Abdulwasiu Sowami (born 31 August 1971) is a Nigerian businessman and philanthropist. He is the Group Executive Chairman of Ardova PLC and a member of the Institute of Directors, Nigeria. He founded the Abdullateef and Sanni Foundation and also serves as the Chairman of Ignite Investments and Commodities Limited. According to the Naira metrics, he is often referred to as the "silent billionaire".

== Business career ==
Sowami began his career with Besse Oil and Services Limited, after which he moved to Cosmos Oil Limited, and later to Ignite Energy Limited.
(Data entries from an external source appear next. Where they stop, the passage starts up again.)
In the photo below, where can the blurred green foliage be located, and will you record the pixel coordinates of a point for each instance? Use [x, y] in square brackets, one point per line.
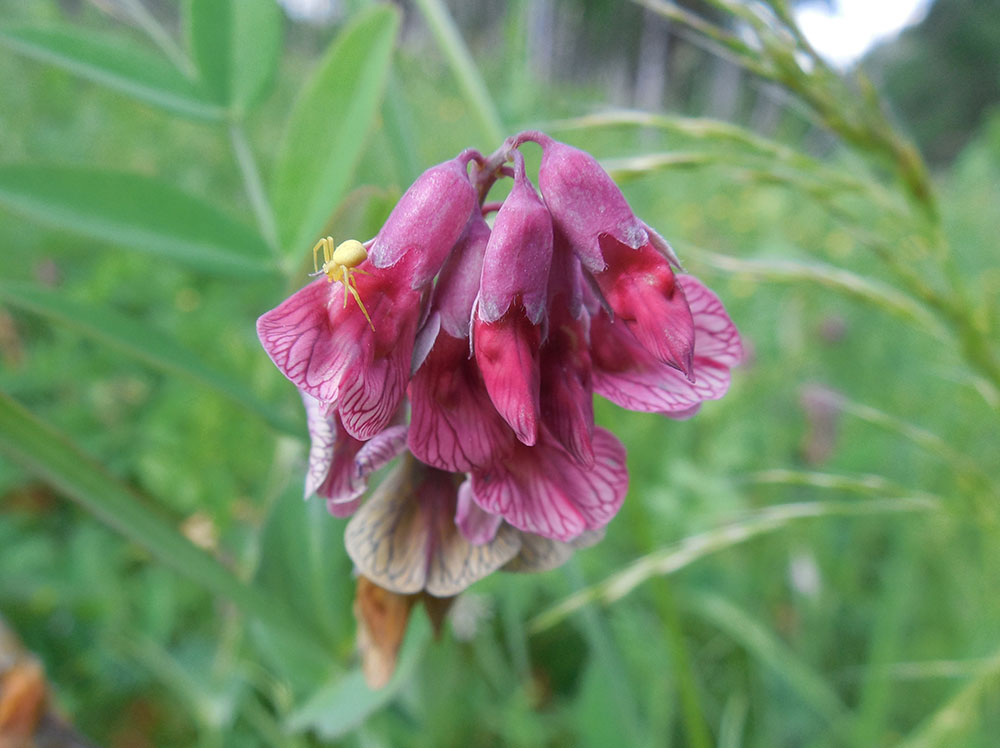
[827, 533]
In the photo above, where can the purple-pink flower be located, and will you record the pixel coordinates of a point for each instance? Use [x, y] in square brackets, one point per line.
[486, 343]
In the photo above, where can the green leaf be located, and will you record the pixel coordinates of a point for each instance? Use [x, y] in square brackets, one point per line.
[114, 62]
[141, 341]
[135, 211]
[339, 707]
[329, 126]
[236, 45]
[48, 454]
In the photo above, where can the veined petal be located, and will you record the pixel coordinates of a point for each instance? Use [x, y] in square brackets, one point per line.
[641, 289]
[380, 450]
[628, 375]
[476, 525]
[453, 424]
[567, 394]
[404, 538]
[716, 337]
[507, 355]
[324, 344]
[543, 490]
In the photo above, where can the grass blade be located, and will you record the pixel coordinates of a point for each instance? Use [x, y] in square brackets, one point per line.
[329, 127]
[116, 63]
[138, 212]
[142, 342]
[46, 453]
[678, 555]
In 2019, Sowami acquired Femi Otedola’s 74.02% controlling stake in Forte Oil PLC. The acquisition was executed through Ignite Investments and Commodities Limited, an investment vehicle of Sowami's flagship company, Prudent Energy and Services Limited. Following the acquisition, the company was officia rebranded from Forte Oil PLC to Ardova PLC in February 2020.

Not long after, Enyo, which was established in 2009 and had a total of 95 filling stations across Nigeria, was acquired by Prudent Energy, owned by Sowami, with a 100% equity stake.
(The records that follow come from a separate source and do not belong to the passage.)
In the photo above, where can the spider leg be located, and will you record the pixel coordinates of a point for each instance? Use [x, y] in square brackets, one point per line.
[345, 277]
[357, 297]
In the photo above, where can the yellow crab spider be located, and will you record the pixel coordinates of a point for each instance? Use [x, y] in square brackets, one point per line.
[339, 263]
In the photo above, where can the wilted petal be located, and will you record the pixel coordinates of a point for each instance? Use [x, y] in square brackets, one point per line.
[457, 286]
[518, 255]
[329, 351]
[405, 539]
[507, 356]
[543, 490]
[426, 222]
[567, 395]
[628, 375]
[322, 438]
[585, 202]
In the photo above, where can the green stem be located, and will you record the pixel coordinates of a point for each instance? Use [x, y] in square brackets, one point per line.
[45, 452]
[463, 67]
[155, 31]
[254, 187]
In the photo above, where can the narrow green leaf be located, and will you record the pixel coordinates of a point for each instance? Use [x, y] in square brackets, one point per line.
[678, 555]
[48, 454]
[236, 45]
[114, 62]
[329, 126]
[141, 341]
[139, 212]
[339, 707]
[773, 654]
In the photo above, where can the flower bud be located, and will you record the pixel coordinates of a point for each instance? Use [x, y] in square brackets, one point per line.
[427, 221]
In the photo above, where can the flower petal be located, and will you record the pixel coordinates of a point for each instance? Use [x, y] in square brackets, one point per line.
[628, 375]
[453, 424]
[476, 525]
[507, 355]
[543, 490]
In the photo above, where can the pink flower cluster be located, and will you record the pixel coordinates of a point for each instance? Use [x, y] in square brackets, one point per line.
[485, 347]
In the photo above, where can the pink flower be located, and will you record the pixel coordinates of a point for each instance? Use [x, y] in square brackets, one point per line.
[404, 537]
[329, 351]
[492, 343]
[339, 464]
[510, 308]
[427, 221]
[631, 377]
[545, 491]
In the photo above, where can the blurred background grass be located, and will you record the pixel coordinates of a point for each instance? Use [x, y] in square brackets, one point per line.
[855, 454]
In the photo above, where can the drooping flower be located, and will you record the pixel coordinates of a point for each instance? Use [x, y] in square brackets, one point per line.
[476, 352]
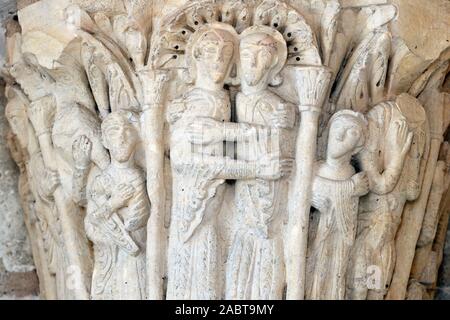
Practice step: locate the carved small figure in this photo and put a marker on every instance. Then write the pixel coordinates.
(118, 210)
(199, 171)
(392, 161)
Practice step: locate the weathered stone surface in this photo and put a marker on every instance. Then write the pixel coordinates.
(223, 149)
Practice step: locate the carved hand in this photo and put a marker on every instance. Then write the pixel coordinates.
(283, 117)
(52, 180)
(121, 196)
(41, 114)
(81, 151)
(361, 184)
(270, 167)
(205, 131)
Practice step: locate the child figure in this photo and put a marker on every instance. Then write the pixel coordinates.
(118, 210)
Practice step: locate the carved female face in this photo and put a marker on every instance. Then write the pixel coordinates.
(214, 54)
(120, 138)
(344, 137)
(257, 57)
(136, 45)
(34, 83)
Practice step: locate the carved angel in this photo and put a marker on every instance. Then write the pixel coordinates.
(335, 196)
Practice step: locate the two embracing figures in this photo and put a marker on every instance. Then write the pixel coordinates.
(200, 125)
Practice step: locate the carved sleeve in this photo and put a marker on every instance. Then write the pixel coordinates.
(79, 183)
(226, 167)
(139, 211)
(380, 182)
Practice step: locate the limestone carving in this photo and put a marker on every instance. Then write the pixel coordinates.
(211, 149)
(393, 128)
(335, 196)
(117, 214)
(255, 267)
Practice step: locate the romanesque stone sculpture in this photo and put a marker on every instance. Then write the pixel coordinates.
(335, 196)
(253, 128)
(51, 114)
(255, 267)
(117, 215)
(392, 129)
(199, 173)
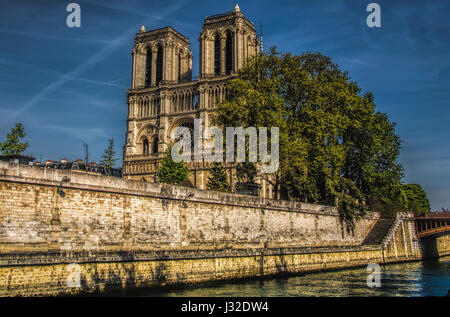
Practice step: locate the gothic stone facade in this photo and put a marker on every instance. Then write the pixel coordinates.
(164, 95)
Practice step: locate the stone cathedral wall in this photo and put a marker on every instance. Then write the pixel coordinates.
(115, 233)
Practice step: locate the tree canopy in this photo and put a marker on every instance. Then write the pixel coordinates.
(13, 145)
(335, 147)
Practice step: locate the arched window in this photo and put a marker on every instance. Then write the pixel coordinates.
(148, 67)
(155, 146)
(159, 64)
(229, 53)
(217, 55)
(179, 66)
(145, 147)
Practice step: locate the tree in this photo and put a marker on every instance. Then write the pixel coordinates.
(12, 144)
(218, 179)
(335, 148)
(108, 156)
(417, 198)
(171, 172)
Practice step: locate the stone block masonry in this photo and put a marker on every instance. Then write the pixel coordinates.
(126, 234)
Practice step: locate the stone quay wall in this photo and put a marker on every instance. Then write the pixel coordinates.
(99, 233)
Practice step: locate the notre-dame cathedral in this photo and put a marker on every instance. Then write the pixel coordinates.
(164, 95)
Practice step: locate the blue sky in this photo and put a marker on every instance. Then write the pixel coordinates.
(68, 85)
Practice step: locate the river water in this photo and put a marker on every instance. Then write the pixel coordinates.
(429, 278)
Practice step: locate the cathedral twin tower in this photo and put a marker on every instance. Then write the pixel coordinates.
(164, 95)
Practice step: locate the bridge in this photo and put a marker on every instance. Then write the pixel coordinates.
(432, 224)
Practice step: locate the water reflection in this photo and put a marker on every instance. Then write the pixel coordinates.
(406, 279)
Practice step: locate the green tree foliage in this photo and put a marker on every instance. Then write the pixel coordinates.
(108, 158)
(12, 144)
(218, 179)
(335, 147)
(417, 200)
(171, 172)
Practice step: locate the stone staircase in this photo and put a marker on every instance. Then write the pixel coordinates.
(378, 232)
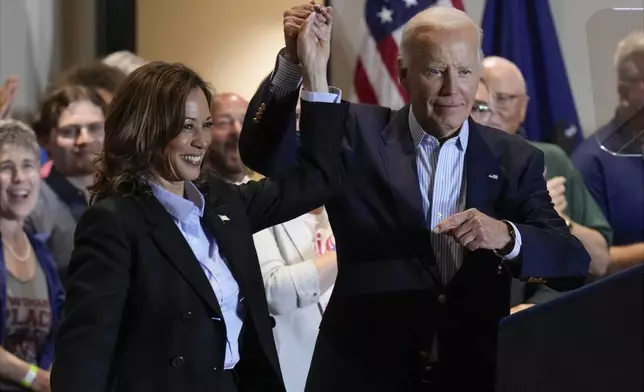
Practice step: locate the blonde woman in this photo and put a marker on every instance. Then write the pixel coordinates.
(31, 294)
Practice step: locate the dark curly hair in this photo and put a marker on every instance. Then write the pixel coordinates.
(146, 114)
In 2024, his company, Ardova Plc, commissioned a new state-of-the-art lubricant blending plant in Lagos with an annual production capacity of 150 million litres and a storage capacity of 14 million litres. This milestone was announced during the AP Lubricant Distributors’ Forum, where it was emphasized that the facility aims to meet the growing market demand and strengthen partnerships with distributors. Sowami stated that the plant, capable of producing 20% of Nigeria’s lubricant needs, reflects the company’s commitment to innovation and national development.

== Philanthropy ==
In 2019, Sowami’s company, then Prudent Energy, invested in the Handball Federation of Nigeria under its president, Sam Ocheho. Prudent Energy sponsored the National Handball League, which was in its second year of a five-year deal. Sowami praised Ocheho’s leadership for revitalizing the sport, reaffirmed his company’s commitment to supporting handball, and urged other private firms to invest in its growth in Nigeria and beyond.

== Personal life and education ==
Sowami is married and blessed with seven children. He holds a bachelor's degree in Sociology from the University of Maiduguri, Borno State and MSc. in Corporate governance from Leeds Beckett University, United Kingdom.